My desktop is running on Win11, and RTX 3070. Now I have a NLP task which uses model_content = AutoModelForSequenceClassification.from_pretrained(self.model_path, config=self.model_config)
so I would love to leverage my GPU in the machine.
I pip installed torch with this:
pip install torch==1.9.0+cu111 torchvision==0.10.0+cu111 torchaudio==0.9.0 -f https://download.pytorch.org/whl/torch_stable.html
Everything is successful.
print(torch.__version__)
print(torch.cuda.get_arch_list())
# Check if CUDA is available
if torch.cuda.is_available():
print("CUDA is available.")
print("CUDA Version:", torch.version.cuda)
print("Number of GPUs:", torch.cuda.device_count())
print("Current CUDA Device Index:", torch.cuda.current_device())
print("Current CUDA Device Name:", torch.cuda.get_device_name(torch.cuda.current_device()))
else:
print("CUDA is not available.")
it returns:
1.9.0+cu111
['sm_37', 'sm_50', 'sm_60', 'sm_61', 'sm_70', 'sm_75', 'sm_80', 'sm_86', 'compute_37']
CUDA is available.
CUDA Version: 11.1
Number of GPUs: 1
Current CUDA Device Index: 0
Current CUDA Device Name: NVIDIA GeForce RTX 3070 Laptop GPU
However when I run my script, it throws this error:
---------------------------------------------------------------------------
ImportError Traceback (most recent call last)
c:\SynologyDrive\Python\nlp\commonlit2\deberta\large\debertav3-baseline-origin - Copy.ipynb Cell 14 line 2
1 for target in ["content", "wording"]:
----> 2 train_by_fold(
3 train,
4 model_name=CFG.model_name,
5 save_each_model=False,
6 target=target,
7 learning_rate=CFG.learning_rate,
8 hidden_dropout_prob=CFG.hidden_dropout_prob,
9 attention_probs_dropout_prob=CFG.attention_probs_dropout_prob,
10 weight_decay=CFG.weight_decay,
11 num_train_epochs=CFG.num_train_epochs,
12 n_splits=CFG.n_splits,
13 batch_size=CFG.batch_size,
14 save_steps=CFG.save_steps,
15 max_length=CFG.max_length
16 )
19 train = validate(
20 train,
21 target=target,
(...)
26 max_length=CFG.max_length
27 )
...
1769 )
1770 AcceleratorState._reset_state(reset_partial_state=True)
1771 self.distributed_state = None
ImportError: Using the `Trainer` with `PyTorch` requires `accelerate>=0.20.1`: Please run `pip install transformers[torch]` or `pip install accelerate -U`
I then ofcourse installed the suggested “accelerate” library.
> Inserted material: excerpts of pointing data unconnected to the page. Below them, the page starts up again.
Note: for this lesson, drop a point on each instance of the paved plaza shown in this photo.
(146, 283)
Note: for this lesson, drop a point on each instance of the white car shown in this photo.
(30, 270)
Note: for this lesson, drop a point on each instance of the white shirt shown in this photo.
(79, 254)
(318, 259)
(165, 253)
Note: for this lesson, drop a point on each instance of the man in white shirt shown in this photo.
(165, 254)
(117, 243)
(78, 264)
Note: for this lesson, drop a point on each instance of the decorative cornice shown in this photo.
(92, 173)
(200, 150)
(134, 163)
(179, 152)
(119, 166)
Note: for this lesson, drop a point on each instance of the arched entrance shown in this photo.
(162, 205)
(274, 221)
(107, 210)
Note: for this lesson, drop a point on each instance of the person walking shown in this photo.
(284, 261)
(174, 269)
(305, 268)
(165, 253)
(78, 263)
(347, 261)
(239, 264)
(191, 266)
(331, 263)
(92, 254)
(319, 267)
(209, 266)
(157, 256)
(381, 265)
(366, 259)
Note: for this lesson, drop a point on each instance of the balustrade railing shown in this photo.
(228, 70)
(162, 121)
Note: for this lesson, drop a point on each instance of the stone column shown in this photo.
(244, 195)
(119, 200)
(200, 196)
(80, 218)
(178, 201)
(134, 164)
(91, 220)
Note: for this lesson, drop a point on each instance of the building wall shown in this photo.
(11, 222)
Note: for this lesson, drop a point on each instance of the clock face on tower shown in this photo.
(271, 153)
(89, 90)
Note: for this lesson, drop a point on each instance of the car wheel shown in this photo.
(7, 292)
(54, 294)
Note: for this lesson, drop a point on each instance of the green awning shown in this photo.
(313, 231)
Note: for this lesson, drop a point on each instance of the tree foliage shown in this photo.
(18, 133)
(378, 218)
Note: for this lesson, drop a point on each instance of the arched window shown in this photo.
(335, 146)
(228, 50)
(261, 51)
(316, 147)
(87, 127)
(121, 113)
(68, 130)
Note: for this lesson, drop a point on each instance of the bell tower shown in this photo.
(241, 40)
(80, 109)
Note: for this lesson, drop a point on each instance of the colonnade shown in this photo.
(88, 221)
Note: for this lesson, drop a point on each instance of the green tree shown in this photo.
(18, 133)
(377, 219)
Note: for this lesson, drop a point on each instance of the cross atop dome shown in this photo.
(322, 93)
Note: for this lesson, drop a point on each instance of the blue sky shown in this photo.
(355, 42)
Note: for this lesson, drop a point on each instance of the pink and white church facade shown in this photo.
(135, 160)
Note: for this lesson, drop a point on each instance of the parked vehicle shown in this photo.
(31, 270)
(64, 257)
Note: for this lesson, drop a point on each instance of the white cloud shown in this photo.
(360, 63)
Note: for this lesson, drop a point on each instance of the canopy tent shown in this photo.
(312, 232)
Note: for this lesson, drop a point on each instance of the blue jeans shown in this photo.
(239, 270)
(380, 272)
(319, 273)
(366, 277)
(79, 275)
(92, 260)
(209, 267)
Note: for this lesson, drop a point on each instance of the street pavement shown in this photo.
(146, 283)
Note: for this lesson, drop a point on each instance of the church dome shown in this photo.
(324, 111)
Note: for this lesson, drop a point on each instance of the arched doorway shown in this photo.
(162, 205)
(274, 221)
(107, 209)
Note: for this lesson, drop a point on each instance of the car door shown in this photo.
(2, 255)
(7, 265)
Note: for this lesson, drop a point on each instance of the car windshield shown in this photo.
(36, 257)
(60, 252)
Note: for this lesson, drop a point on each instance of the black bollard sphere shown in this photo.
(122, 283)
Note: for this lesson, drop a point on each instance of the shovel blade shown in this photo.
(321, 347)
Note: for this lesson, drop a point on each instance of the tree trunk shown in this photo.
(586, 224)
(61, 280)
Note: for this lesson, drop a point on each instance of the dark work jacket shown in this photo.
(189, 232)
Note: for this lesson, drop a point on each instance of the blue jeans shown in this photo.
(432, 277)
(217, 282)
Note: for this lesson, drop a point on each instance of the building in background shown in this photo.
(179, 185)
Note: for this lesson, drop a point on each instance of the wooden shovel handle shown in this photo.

First of all, it failed, and then the worst of all, it deleted my torch 1.9.0+cu111, and installed torch 2.1.0. No matter which command I used, pip install transformers[torch]
or pip install accelerate -U
, it erased my stable torch 1.9.0+cu111 in the end.
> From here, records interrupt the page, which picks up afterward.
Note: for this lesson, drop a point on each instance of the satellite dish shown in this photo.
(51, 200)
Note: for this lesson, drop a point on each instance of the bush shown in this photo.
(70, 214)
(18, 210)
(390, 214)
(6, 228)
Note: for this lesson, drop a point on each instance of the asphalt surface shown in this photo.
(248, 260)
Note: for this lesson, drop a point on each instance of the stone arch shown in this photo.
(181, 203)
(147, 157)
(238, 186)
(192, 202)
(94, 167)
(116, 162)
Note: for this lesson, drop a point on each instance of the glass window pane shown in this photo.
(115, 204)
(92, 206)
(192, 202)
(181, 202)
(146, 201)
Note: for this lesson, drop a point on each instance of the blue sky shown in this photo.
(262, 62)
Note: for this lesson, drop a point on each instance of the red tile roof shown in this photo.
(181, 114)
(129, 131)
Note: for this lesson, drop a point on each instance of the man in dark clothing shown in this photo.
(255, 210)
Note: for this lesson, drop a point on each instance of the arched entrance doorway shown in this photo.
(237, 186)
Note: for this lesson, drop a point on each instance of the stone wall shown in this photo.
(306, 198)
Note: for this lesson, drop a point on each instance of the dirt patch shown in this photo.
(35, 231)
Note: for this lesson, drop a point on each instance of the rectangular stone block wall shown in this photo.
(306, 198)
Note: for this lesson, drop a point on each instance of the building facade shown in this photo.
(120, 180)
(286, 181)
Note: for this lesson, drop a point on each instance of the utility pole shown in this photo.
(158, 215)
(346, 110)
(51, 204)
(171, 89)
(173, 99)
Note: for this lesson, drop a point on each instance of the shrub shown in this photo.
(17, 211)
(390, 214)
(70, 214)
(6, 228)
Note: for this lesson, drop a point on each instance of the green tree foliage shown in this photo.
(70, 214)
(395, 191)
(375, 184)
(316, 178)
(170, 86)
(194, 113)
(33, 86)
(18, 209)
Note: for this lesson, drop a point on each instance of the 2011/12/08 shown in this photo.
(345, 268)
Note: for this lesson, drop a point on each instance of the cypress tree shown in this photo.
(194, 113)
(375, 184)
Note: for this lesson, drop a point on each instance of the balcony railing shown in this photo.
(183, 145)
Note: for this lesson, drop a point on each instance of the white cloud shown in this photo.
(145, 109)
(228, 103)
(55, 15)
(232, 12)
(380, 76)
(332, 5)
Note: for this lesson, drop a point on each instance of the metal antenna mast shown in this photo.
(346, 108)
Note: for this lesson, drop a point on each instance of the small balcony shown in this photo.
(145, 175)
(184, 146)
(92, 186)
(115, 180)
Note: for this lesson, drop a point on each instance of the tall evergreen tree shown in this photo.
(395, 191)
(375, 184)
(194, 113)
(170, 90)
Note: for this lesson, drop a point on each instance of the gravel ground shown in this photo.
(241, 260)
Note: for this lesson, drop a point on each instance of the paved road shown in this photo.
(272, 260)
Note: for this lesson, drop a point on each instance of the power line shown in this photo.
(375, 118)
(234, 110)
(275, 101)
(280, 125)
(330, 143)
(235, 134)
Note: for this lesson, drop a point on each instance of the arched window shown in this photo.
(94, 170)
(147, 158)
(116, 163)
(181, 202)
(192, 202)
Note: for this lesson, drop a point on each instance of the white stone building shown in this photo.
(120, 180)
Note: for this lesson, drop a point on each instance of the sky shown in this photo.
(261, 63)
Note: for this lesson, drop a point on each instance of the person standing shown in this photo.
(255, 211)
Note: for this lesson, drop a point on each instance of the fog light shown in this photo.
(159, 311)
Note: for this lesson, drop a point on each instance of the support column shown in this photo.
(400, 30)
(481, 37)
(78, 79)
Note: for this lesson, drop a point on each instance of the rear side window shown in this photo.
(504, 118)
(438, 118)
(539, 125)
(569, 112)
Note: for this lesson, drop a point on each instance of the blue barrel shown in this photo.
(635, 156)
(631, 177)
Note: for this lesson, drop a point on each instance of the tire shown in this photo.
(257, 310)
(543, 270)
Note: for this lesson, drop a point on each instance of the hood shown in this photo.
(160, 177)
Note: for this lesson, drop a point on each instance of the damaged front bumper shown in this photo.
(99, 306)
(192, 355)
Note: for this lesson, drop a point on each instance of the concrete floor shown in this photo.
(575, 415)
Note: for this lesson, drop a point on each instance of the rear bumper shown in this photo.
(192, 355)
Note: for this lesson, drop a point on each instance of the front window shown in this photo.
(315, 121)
The error message also said “accelerate” needs at least torch 1.10. Then I tried to move up one step, and get the cuda version. But unfortunately there is no. There are lots of other combination, but seems nothing works for my 3070.
Does anyone know how to fix this? make the huggingface pretrained deBerta model train with RTX 3070 with CUDA on?
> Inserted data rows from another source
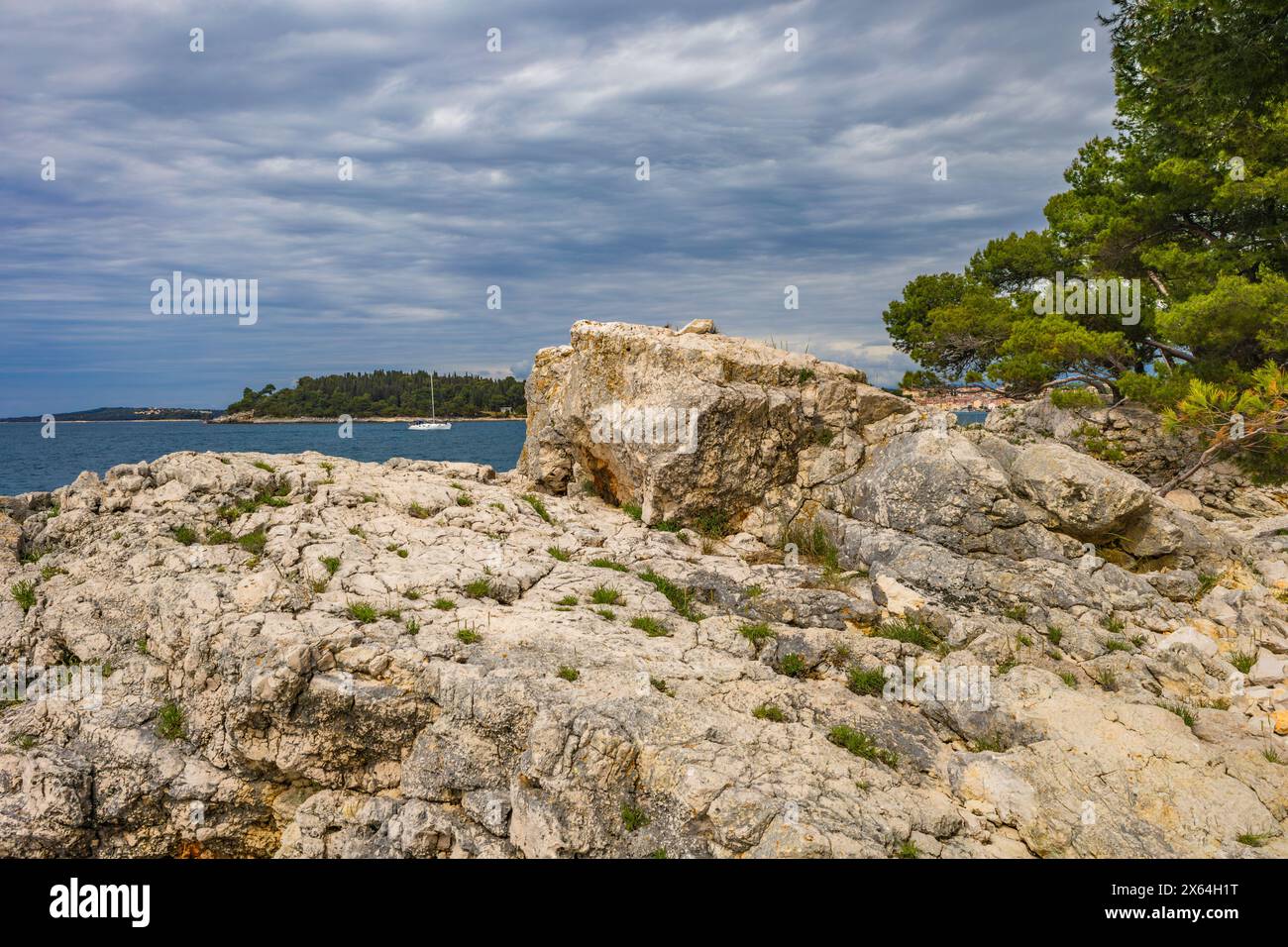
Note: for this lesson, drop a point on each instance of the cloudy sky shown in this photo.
(515, 169)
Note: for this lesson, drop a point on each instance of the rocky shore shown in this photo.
(806, 620)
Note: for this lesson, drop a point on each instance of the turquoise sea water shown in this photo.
(29, 462)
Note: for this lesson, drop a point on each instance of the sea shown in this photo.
(30, 462)
(33, 463)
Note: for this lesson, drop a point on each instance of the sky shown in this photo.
(518, 169)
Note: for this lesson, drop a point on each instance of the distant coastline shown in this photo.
(407, 419)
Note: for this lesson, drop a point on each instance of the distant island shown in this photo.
(128, 414)
(381, 394)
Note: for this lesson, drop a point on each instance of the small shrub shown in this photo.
(480, 587)
(756, 633)
(711, 522)
(661, 685)
(651, 626)
(990, 744)
(254, 541)
(1243, 661)
(1181, 711)
(361, 612)
(184, 534)
(793, 665)
(909, 629)
(539, 506)
(870, 684)
(862, 745)
(603, 595)
(171, 723)
(25, 594)
(678, 596)
(634, 818)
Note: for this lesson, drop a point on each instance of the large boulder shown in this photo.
(682, 423)
(1086, 499)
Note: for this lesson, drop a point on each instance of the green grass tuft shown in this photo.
(793, 665)
(25, 594)
(862, 745)
(361, 612)
(480, 587)
(870, 684)
(539, 506)
(604, 595)
(679, 598)
(171, 723)
(651, 626)
(910, 630)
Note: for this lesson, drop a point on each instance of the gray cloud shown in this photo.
(513, 169)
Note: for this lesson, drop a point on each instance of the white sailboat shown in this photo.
(433, 423)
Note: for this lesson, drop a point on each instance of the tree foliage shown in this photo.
(1189, 197)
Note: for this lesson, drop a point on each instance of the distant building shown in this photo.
(969, 397)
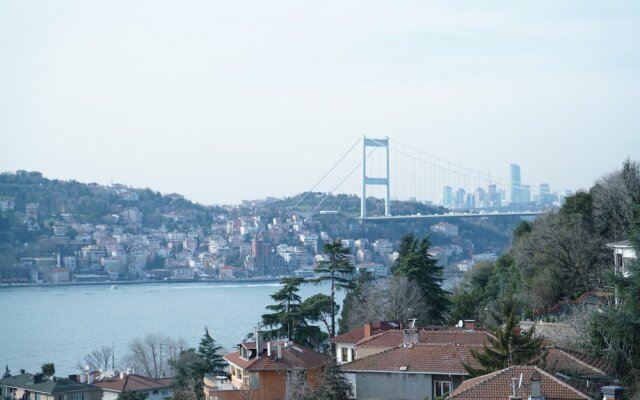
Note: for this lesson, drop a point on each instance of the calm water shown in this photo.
(62, 324)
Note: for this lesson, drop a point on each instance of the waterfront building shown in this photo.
(516, 183)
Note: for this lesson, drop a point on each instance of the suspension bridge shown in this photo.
(394, 171)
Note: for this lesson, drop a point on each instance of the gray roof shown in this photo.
(55, 385)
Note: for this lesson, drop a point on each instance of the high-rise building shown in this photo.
(447, 196)
(516, 184)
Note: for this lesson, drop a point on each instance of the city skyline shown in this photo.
(224, 102)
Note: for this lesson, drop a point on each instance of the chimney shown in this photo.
(259, 342)
(536, 387)
(612, 392)
(411, 336)
(515, 385)
(367, 329)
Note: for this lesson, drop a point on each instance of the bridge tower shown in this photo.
(382, 181)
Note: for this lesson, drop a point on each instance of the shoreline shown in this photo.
(118, 283)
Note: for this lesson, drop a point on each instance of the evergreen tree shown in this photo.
(339, 270)
(415, 262)
(286, 315)
(209, 351)
(334, 385)
(355, 310)
(508, 347)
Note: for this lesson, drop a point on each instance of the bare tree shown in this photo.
(98, 359)
(400, 299)
(151, 356)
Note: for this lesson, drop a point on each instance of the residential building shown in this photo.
(516, 183)
(410, 371)
(27, 386)
(154, 389)
(536, 383)
(264, 370)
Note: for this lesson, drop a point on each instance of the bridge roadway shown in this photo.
(459, 215)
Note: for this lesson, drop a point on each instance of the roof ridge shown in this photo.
(562, 382)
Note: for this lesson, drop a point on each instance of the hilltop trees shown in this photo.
(209, 351)
(339, 270)
(507, 346)
(415, 263)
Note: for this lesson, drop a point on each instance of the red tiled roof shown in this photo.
(356, 335)
(293, 356)
(574, 363)
(497, 386)
(418, 358)
(390, 339)
(133, 382)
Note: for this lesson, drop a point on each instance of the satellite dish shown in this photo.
(520, 383)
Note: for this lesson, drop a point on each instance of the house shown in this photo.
(623, 255)
(386, 340)
(521, 382)
(155, 389)
(346, 343)
(410, 371)
(27, 386)
(265, 369)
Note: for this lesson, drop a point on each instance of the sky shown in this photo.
(226, 101)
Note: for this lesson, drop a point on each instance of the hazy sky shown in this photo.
(224, 101)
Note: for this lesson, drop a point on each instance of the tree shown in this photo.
(48, 369)
(98, 359)
(132, 395)
(209, 351)
(334, 385)
(360, 303)
(151, 356)
(507, 346)
(615, 332)
(286, 313)
(338, 269)
(189, 369)
(415, 262)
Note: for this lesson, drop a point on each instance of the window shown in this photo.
(344, 354)
(442, 388)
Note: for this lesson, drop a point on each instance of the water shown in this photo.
(61, 324)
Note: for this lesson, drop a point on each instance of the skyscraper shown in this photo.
(516, 185)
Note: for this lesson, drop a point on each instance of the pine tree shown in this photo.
(506, 346)
(339, 270)
(286, 315)
(415, 262)
(209, 351)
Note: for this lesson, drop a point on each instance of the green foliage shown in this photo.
(48, 369)
(352, 315)
(506, 347)
(334, 385)
(209, 351)
(132, 395)
(339, 270)
(287, 314)
(415, 263)
(188, 373)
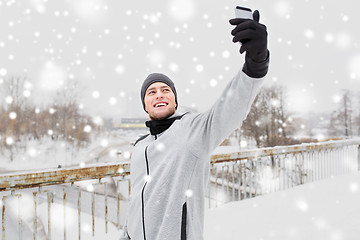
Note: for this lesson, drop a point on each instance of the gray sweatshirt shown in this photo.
(170, 171)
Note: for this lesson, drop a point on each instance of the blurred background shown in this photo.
(71, 71)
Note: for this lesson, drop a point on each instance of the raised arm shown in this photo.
(210, 128)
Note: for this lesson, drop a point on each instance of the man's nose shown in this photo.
(159, 94)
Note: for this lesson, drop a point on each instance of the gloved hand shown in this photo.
(252, 35)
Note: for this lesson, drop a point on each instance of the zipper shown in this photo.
(142, 193)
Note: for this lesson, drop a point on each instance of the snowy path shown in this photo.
(328, 209)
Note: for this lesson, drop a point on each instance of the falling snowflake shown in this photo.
(87, 128)
(189, 193)
(9, 141)
(12, 115)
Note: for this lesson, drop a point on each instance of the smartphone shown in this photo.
(242, 12)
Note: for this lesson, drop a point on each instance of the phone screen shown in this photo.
(243, 12)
I have also tried to set deepspeed=None, but no use.
training_args = TrainingArguments(
output_dir=model_fold_dir,
load_best_model_at_end=True, # select best model
learning_rate=learning_rate,
per_device_train_batch_size=batch_size,
per_device_eval_batch_size=8,
num_train_epochs=num_train_epochs,
weight_decay=weight_decay,
report_to='none',
greater_is_better=False,
save_strategy="steps",
evaluation_strategy="steps",
eval_steps=save_steps,
save_steps=save_steps,
metric_for_best_model="rmse",
save_total_limit=1,
deepspeed=None # Add this line to remove the accelerate dependency
)
Many thanks in advance.